A more appropriate approach would be to use a range in your when or to use an if statement.
Example below.
def report_back(value)
case value
when 50...100
'number range: 50 - 100'
else
'no number'
end
end
As an aside, you also do not need a return value.
I'm not a Ruby expert at all but based on this post, I would suggest you to write your switch statement like this:
case value
when 50..100
message = 'number range: 50 - 100'
else
message = 'no number'
end
Is there any reason you've chosen to structure your answer like this? You could easily write it out as something like:
def report_back(value)
value < 100 && value > 50 ? message = 'number range: 50 - 100' : message = 'not'
puts message
end
number = gets.chomp.to_i
report_back(75)
You generally use case when there are more than 3 options. Here, a simple if...else would probably be a better choice, since there are really only 2 options.

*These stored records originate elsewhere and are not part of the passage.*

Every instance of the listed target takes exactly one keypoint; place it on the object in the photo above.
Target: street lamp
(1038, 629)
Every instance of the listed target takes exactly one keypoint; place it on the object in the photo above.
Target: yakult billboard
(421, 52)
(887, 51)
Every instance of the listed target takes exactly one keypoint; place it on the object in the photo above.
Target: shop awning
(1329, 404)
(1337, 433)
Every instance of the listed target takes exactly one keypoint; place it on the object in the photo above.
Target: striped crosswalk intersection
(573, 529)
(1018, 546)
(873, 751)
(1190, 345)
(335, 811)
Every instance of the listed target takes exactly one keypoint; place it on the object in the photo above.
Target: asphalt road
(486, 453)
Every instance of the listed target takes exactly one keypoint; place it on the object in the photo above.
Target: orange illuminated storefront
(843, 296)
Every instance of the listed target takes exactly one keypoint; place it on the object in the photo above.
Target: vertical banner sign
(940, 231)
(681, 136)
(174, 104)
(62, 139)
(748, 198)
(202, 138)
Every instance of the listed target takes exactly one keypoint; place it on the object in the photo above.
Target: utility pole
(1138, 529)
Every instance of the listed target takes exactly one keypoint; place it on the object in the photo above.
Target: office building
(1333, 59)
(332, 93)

I chose to use a ternary operator here, but the ?..: is identical to if...else.
A few technical points
return statements; Ruby has implicit return, so the return keyword isn't necessary.puts outside of the function to return data is generally discouraged; its best to use puts inside ie: in place of the return keyword hereHope that helps. You're off to a good start - you'll get it in no time!